Published on
Friday, January 29, 2021

[MOOC] Apollo Lesson 4: Perception

381 words2 min read
  • avatar
    Viet Anh

My note for lesson 4 of MOOC course: Self-Driving Fundamentals - Featuring Apollo. Content: Identify different perception tasks such as classification, detection, segmentation.


Perception module is much like our brain. It receives data from car sensors such as cameras, LiDARs, radars and use AI models and algorithms to recognize traffic lights, 3D objects with type, distance and velocity. Our self-driving module uses these outputs to control the car. Below is the perception module of Apollo 6.0.

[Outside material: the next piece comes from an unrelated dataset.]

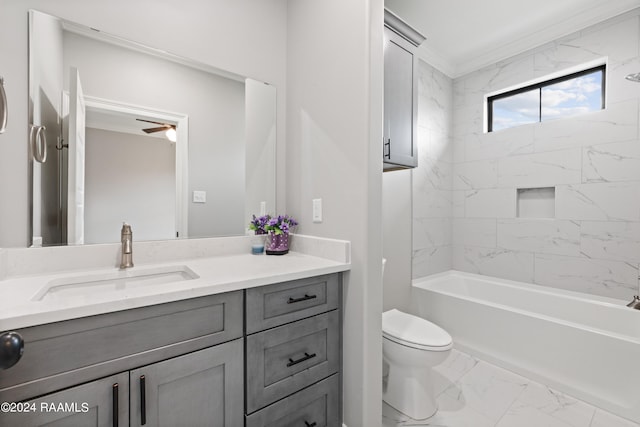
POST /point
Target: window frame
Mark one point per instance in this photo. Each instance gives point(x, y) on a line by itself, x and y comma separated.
point(542, 84)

Perception module of Apollo 6.0. Image from

Perception module uses Computer Vision to analyze images.


BGR image

Camera images are often in RGB color space.

LiDAR image

LiDAR (/ˈlaɪdɑːr/, also LIDAR, LiDAR, and LADAR) is a method for measuring distances (ranging) by illuminating the target with laser light and measuring the reflection with a sensor. Differences in laser return times and wavelengths can then be used to make digital 3-D representations of the target. It has terrestrial, airborne, and mobile applications.


Computer vision techniques

  • Neural Network, Convolutional Neural Network
  • Image Classification
  • Object Detection
  • Object Tracking
  • Segmentation

Apollo Perception

The Apollo open software stack perceives obstacles, traffic lights and lanes.

The Region of Interest (ROI) filter is used to focus on relevant objects on HD map. Apollo applies the ROI filter to both point cloud and image data to narrow the search scope and accelerating perception.

ROI filter on HD Map

Sensor data comparison

Camera, LiDAR or Radar has different performance on different tasks or weather conditions. Below is the comparison between them. We need to fuse the outputs from these sensor to achieve the best performance.

Sensor data comparison - Camera vs LiDAR vs Radar vs Sensor fusion

Sensor fusion

Two-step estimation:

  • Predict State
  • Update Measurement

Measurement Update can be done in 2 ways: synchronous and asynchronous.

  • Synchronous fusion updates all the measurements from different sensors at the same time.
  • Asynchronous fusion updates the sensor measurements one at a time when they arrive.